А когда воротился, позвал Аньку и велел надеть на Сеньку свои старые, изорванные сапоги, обрезать и подшить, чтоб не волочились, старые штаны.
— Будя ему голопузому бегать: от людей срамно.
И когда она подошла, поднял глаза, как в свое время на Ваську, и увидел ее в первый раз.
Перед ним — тоненькая, как лозинка, девочка с зеленым личиком, на котором недетская усталость; от носа к углам губ, как иголкой, проведены морщинки; под глазами темная синева, а ресницы густые и долгие.
— Да тебя замуж скоро отдавать, а ты рукомесла никакого не знаешь. Мышь — дело мущинское, баба к ней неспособна; это те не коров доить, тут ума положение. А тебе шить, знай иголку, и больше ничего.
В тот же вечер Мирон отправился к знакомому трактирщику и подарил ему клетку с двумя мышами, — у трактирщика сестра содержала дамскую мастерскую. А на другое воскресенье отвел Аньку на место.
Редко наведывалась Анька, — не пускали. А и придет, отца не видит, — если пустят, так только в воскресенье, а в воскресенье у Мирона самая торговля, и его целый день нет дома.
— Ну, и растешь ты, девка, ишь тянешься, как вербочка на мокром месте. А все толку с тебя нету: как была дохлая, так и посейчас. Ну, как?
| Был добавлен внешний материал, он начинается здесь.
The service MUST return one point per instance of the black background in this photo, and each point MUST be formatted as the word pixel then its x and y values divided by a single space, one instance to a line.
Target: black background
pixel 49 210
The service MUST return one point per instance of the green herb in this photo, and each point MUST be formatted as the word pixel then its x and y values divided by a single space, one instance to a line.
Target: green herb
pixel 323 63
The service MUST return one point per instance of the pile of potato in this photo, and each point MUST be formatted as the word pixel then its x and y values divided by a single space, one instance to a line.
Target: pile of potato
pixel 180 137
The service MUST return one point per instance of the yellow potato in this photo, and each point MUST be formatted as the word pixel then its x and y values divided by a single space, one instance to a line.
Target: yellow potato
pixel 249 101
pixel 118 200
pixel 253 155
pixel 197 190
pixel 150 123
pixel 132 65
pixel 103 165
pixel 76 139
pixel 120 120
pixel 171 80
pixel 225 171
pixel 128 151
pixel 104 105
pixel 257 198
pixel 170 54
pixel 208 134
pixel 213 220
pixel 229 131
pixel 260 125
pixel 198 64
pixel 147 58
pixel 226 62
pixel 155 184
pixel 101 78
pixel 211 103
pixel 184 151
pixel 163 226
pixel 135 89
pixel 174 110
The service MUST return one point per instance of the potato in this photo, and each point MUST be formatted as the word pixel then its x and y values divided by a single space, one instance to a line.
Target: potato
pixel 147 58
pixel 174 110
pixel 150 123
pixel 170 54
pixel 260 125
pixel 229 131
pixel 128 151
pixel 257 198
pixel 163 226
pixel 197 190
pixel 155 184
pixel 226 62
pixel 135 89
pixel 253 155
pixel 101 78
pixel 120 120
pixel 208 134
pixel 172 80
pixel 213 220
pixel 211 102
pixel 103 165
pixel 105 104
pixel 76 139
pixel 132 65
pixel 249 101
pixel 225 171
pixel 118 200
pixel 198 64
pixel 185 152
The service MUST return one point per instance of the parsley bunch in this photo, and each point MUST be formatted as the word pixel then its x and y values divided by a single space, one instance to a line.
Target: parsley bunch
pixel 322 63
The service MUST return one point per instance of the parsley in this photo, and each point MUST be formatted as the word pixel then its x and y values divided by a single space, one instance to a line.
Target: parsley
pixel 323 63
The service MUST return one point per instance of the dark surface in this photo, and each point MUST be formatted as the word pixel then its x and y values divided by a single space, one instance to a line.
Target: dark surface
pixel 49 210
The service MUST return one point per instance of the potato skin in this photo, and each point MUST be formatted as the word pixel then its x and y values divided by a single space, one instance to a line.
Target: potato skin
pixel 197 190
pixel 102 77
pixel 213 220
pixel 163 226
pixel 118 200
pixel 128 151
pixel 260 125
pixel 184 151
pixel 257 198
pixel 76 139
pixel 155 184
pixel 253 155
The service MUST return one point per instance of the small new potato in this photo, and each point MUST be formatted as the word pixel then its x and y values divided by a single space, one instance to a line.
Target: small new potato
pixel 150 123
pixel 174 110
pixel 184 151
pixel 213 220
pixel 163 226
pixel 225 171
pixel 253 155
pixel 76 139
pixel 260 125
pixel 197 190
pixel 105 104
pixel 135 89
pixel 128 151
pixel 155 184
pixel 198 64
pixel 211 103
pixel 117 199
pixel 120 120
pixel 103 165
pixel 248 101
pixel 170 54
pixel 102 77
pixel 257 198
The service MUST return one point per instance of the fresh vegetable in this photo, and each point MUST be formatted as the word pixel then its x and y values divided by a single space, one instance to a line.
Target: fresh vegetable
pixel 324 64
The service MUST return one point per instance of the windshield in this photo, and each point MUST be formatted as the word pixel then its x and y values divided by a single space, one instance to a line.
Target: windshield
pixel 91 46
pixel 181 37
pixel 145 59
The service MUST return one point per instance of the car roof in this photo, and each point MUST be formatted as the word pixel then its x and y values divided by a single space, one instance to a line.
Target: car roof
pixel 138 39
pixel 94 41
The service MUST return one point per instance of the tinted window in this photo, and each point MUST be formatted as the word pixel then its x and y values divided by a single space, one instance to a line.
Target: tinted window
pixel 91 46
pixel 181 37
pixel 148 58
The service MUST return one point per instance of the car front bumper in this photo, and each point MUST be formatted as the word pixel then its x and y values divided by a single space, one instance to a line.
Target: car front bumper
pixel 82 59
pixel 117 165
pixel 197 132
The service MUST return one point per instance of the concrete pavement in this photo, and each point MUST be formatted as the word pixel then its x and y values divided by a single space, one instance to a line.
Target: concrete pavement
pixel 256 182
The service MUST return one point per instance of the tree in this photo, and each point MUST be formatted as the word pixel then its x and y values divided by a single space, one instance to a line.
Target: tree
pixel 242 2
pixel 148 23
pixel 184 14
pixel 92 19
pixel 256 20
И начнет Марфа расспрашивать про житье, а сама сунет пирожок, либо вчерашнюю котлету. Девочка нехотя, застенчиво ест, и только и слышно от нее: «нет»… «так»… «ничего»… А на лице усталость, и под глазами — глубокая недетская синева — не то от густых ресниц, не то от чего другого.
Сидит, смотрит и молчит — и не хочется уходить от родимого места. Все знакомо до последней пылинки. Та же рассевшаяся печь, те же полки, посуда на них, бархатисто-зеленая плесень у кровати. С потолка смутно падает знакомый гул, — должно быть, на рояле. В тупичке дядя Федор истово крестится, доносится его привычный шепот, и глядит, не отвечая, красный глазок лампадки.